It really doesn't matter how many animals you have, what matters is your mentality. Every animal I have ever owned has been cared for in the best way that is appropriate for that species. I happen to believe that my dogs have it pretty **** good and I don't see any way in which they could be 'suffering'. 

I think many one dog homes feel they are the best thing ever but still they miss out on the basics of dog care. I work pet retail and it saddens me the amount of dogs that can't be handled for regular care. My dogs are perfectly fine to trim nails/clean ears/medicate/pull ticks from etc... I can put boots on them, they behave at the vets, they are safe to be in public with no worries about what is going on around them. 

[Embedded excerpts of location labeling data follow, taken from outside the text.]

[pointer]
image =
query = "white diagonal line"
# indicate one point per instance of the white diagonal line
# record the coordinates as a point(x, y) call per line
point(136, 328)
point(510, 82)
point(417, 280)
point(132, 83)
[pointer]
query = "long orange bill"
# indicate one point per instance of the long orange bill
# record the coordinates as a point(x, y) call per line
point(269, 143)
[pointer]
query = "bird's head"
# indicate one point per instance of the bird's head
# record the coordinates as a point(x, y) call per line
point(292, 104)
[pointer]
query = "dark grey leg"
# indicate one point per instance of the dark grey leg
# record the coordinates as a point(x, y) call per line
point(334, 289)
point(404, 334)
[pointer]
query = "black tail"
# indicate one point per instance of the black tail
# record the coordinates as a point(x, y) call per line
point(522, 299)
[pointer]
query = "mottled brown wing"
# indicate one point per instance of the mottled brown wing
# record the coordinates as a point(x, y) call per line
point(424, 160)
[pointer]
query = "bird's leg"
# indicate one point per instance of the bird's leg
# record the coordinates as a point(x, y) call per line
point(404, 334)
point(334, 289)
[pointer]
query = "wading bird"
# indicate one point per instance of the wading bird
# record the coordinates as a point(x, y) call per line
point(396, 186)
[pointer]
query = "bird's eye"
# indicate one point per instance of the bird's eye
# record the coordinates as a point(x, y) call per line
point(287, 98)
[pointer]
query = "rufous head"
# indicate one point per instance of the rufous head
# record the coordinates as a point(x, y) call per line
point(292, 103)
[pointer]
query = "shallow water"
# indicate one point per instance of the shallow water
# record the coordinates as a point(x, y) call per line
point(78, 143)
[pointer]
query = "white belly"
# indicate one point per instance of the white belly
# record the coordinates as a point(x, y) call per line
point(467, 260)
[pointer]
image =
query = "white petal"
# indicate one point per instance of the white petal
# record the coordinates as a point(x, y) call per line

Ones dog may be spoiled, eat the best food, have their special spot on the couch, have a fancy food bowl. But so many of them can't be handled, can't be walked without freaking on people/dogs going by. And these same owners think I am cruel to own so many dogs, and that I expect them to behave, and that I do competitive obedience with them. How dare I expect my dog to do something. They don't get that the dogs love it! I may own a lot of dogs but they are all very well adjusted, happy dogs that enjoy their lives and don't have much of a care in the world. They love going to training class, to trials, for runs in the woods, to visit their dog friends. They love to relax at home while we watch a movie. Right now they are all asleep at my feet with the pit bull sleeping in her $100 bowser bed wearing her $50 hand knit moosie sweater complete with antlers. Because you know, she has such little hair and it's so cold lol.


----------



## JeanKBBMMMAAN (May 11, 2005)

BARBIElovesSAILOR said:


> Okay people, thank you for all your responses.mi have heard that that lady, possibly has nothing wrong with her, and you all have multiple animals you can take care of fine, and do well with. In that case... What DOES define animal hoarding? Is there a number of animals you have before it gets out of control? Is it situational? Dependent on condition of the house? What makes a hoarder? Of animals that is...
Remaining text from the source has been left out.